書評:角田由紀子『性と法律 変わったこと、変えたいこと』岩波新書、2013年。




角田由紀子『性と法律』岩波新書、読了。法律における女性差別の是正は筆者らの永年の努力で「1ミリ1ミリ」変わってきたが、問題は山積している。何が「変わったこと、変えたいこと」(副題)なのか。本書はその歴史と最前線を丁寧に概観する。 

男女平等を明文化した新憲法と新民法の制定から半世紀以上たつが、DV防止法制定やセクハラに対する意識の変化も同じだけの時間を要した。「泣き寝入り」を認めるのは人間の意識のみならず、個々の法律においても女性への「冷たさと蔑視」が潜在していると著者は言う。

「夫婦げんかは犬も喰わない」。
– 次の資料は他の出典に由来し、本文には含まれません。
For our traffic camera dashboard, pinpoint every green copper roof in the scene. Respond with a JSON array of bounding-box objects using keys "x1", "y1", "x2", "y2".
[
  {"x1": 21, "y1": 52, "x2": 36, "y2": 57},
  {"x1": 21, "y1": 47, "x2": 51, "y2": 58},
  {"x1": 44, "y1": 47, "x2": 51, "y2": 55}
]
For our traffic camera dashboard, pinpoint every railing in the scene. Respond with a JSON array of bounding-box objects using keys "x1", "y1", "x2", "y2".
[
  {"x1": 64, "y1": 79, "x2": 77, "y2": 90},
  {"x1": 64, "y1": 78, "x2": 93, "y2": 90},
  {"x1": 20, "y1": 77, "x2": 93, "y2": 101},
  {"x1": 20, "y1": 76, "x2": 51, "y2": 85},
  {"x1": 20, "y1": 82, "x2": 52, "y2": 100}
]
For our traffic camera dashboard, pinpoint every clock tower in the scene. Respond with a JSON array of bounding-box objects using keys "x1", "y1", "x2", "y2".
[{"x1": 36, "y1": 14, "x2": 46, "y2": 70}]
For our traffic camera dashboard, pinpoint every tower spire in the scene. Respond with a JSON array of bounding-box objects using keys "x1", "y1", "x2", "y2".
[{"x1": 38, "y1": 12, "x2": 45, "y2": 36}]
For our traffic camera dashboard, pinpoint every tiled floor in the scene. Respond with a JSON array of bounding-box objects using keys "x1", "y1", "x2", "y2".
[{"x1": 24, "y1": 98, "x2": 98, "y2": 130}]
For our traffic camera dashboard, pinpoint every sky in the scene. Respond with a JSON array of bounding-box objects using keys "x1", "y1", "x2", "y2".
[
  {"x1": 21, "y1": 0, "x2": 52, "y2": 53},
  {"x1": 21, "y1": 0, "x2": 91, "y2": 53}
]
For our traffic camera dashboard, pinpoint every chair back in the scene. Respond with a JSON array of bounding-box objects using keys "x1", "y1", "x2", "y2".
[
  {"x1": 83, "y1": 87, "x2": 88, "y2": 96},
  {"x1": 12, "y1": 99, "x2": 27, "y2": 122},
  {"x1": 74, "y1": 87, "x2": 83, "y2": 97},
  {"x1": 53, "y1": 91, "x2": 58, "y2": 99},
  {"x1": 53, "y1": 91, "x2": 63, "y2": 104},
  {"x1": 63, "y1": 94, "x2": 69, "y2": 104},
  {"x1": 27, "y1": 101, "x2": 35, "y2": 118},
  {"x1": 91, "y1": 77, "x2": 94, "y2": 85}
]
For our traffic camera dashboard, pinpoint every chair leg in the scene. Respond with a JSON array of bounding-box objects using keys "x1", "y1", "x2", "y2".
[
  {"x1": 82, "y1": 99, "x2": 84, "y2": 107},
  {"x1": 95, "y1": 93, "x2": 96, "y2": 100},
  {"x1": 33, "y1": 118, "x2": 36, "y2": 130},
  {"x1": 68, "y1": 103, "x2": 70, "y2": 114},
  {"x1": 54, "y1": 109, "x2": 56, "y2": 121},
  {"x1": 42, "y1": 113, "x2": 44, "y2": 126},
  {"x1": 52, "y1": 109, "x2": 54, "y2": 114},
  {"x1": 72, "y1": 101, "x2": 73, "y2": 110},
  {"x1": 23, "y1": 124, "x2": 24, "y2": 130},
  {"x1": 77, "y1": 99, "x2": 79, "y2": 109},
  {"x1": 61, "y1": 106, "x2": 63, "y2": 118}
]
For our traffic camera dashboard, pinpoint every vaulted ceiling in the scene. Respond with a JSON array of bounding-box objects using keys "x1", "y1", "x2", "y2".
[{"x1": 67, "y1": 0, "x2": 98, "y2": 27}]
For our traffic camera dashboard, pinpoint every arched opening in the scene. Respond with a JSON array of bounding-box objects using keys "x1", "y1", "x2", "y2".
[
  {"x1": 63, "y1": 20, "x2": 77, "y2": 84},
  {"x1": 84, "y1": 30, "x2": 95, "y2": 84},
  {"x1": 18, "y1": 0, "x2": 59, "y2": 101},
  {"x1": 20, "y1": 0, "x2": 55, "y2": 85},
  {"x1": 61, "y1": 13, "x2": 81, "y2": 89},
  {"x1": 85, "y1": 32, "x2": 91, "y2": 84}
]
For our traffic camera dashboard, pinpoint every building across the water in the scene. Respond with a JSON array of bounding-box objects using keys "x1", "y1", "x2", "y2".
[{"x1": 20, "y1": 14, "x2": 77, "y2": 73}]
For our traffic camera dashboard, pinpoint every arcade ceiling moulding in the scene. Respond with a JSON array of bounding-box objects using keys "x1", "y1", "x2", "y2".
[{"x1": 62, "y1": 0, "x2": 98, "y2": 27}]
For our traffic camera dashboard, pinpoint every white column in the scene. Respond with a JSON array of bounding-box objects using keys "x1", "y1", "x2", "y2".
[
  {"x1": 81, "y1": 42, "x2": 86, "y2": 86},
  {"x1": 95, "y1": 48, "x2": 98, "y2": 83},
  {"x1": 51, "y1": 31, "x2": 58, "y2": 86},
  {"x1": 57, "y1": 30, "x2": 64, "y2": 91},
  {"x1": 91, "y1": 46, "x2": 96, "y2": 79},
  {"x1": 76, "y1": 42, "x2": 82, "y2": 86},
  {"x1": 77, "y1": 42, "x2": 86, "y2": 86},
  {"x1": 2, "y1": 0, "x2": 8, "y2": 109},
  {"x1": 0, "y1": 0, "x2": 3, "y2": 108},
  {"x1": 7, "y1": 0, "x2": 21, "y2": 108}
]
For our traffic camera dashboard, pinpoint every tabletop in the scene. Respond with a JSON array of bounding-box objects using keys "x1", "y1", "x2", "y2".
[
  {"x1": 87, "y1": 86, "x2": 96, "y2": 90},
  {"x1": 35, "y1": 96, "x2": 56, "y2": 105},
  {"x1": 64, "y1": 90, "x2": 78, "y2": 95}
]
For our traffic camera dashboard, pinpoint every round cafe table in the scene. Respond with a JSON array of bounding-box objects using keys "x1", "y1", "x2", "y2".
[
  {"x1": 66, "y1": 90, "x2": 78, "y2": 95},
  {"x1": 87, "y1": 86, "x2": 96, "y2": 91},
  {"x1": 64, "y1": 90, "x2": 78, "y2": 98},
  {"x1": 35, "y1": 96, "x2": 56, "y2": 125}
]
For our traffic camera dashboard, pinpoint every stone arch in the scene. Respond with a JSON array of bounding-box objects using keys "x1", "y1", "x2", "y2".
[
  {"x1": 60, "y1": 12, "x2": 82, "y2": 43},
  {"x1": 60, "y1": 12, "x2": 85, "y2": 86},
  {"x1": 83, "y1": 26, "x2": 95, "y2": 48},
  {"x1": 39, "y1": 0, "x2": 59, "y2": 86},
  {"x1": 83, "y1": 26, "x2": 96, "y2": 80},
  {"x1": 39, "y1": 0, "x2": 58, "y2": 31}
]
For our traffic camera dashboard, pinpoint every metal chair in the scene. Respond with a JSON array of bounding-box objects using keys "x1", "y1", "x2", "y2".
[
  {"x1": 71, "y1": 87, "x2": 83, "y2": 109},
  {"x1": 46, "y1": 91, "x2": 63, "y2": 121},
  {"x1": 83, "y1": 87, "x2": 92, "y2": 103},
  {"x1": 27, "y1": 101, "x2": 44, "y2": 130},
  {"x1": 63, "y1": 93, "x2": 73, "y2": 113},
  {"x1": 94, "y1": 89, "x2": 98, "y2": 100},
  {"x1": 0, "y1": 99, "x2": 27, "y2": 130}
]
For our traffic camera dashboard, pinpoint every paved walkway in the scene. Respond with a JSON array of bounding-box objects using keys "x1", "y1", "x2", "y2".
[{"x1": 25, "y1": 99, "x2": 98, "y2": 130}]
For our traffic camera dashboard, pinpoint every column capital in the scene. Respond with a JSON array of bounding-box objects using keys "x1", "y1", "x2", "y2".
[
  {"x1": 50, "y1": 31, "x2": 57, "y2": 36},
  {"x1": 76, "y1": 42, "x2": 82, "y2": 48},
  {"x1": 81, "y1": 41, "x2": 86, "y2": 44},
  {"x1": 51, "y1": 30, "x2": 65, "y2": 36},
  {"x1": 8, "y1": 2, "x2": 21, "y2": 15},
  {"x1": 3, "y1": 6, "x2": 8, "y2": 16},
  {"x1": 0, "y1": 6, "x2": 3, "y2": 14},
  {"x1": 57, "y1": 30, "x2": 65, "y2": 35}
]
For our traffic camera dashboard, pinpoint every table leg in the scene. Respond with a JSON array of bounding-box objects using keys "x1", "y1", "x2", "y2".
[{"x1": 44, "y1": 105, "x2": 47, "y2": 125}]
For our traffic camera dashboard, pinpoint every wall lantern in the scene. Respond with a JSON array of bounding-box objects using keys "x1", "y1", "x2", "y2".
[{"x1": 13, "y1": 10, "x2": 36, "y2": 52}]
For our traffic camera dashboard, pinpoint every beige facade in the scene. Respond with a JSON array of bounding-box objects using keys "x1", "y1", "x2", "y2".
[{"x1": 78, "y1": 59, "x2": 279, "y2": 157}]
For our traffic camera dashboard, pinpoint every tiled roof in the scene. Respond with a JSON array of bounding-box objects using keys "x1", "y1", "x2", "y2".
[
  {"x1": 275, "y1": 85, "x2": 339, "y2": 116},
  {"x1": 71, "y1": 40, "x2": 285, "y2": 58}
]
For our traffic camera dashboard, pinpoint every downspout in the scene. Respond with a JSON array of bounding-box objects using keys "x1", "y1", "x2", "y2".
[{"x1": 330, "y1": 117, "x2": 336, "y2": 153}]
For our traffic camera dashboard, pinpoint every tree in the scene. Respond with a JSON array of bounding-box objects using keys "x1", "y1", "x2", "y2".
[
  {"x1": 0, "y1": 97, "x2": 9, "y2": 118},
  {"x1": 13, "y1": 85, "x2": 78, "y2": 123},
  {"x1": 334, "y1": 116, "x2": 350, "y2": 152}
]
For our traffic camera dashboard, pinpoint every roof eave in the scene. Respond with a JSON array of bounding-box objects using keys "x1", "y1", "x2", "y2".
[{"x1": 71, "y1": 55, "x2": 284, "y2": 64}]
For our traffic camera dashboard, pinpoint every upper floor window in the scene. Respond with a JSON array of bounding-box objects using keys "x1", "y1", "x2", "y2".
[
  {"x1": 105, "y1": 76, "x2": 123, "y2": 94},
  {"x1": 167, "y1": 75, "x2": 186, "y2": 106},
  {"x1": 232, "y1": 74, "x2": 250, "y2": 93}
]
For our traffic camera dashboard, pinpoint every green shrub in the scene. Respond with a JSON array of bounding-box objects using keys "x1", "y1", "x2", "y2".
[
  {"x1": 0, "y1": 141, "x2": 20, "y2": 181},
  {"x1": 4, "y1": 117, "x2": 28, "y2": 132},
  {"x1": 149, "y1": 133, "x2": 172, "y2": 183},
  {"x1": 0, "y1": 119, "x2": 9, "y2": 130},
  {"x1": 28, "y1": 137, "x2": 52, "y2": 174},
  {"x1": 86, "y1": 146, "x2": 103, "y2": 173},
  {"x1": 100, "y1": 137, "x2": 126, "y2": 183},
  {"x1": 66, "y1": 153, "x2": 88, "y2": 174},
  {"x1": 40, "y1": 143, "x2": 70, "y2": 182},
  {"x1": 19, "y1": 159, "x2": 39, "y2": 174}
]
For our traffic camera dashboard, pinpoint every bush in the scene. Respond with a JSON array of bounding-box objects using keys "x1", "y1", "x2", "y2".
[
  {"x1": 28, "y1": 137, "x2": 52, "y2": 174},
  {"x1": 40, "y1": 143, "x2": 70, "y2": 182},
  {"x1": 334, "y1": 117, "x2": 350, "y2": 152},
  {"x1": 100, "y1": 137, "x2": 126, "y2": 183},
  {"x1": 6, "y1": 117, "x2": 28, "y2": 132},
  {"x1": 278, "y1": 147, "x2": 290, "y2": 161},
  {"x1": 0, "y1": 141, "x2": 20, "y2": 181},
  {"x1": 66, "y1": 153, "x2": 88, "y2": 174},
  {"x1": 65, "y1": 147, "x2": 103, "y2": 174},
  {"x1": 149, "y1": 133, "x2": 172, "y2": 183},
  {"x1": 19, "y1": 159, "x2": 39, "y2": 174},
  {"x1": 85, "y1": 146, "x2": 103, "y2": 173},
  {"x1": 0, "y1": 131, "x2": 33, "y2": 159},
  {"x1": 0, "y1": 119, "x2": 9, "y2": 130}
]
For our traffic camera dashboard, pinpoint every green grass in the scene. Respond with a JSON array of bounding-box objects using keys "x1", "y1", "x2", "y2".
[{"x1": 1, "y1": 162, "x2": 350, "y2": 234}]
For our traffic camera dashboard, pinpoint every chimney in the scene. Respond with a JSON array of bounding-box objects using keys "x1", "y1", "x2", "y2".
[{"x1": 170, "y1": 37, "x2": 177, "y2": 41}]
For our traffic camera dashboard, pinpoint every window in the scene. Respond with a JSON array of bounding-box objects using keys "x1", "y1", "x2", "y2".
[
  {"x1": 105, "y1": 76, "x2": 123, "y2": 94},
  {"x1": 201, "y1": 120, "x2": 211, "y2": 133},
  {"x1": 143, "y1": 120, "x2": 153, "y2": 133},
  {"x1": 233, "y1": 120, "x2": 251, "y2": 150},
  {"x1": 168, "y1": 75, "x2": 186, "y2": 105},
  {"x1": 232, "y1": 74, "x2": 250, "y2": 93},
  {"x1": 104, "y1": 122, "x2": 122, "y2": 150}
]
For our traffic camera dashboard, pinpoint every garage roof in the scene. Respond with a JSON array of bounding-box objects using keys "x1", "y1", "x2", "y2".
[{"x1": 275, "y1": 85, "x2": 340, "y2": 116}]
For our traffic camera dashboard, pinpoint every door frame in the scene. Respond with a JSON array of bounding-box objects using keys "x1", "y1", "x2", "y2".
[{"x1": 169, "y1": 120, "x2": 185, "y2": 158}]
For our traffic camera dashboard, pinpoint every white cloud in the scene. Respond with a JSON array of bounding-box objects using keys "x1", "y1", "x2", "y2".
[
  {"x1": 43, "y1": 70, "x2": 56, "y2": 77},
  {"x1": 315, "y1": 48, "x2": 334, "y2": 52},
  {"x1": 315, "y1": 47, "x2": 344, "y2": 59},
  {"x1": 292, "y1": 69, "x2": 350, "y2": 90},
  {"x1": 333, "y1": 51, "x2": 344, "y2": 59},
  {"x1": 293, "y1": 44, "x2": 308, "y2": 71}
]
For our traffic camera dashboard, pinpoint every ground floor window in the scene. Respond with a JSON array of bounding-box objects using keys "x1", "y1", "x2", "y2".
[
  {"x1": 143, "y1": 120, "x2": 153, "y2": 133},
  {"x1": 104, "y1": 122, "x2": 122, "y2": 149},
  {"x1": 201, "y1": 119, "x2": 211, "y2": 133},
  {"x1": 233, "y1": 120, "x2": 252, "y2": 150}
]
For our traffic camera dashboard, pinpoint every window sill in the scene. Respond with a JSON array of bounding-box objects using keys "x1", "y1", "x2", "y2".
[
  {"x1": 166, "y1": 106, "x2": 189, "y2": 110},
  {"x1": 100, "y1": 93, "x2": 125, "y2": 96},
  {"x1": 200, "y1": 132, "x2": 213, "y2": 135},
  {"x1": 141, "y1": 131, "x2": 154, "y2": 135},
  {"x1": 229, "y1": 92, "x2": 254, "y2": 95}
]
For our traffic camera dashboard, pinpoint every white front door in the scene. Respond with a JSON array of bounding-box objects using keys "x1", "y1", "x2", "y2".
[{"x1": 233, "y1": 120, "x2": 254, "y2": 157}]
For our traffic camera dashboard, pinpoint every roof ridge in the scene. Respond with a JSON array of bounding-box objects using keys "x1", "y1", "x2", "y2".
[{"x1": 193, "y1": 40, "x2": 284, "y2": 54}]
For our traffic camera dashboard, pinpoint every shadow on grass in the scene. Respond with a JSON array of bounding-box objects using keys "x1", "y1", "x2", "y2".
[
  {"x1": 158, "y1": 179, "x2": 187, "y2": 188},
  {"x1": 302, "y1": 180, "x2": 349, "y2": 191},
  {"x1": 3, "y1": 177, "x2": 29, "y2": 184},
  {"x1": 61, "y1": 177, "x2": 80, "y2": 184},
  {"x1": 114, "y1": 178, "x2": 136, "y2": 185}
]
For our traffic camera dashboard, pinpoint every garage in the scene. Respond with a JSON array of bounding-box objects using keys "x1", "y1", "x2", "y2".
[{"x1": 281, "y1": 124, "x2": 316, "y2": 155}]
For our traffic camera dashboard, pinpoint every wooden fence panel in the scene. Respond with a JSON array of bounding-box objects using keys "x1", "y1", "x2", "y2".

しかし暴力は暴力に過ぎない。日本社会はプライベートの事象では暴力と認めなかった。そしてそれを法律がそれとなく後押しする。しかし公的世界であれ私的世界であれ暴力は暴力に過ぎない。虚偽と対峙した著者の言葉は重い。

戦前民法は明らかに女性を低い存在と規定して来たが、その意識は変わっていないし、「恥」の意識はまだまだ告発を隠蔽する。加えて、現下の不況は女性の就業・育児環境はますます悪化している。しかし変わらないはずはない。筆者の筆からは希望が伝わってくる。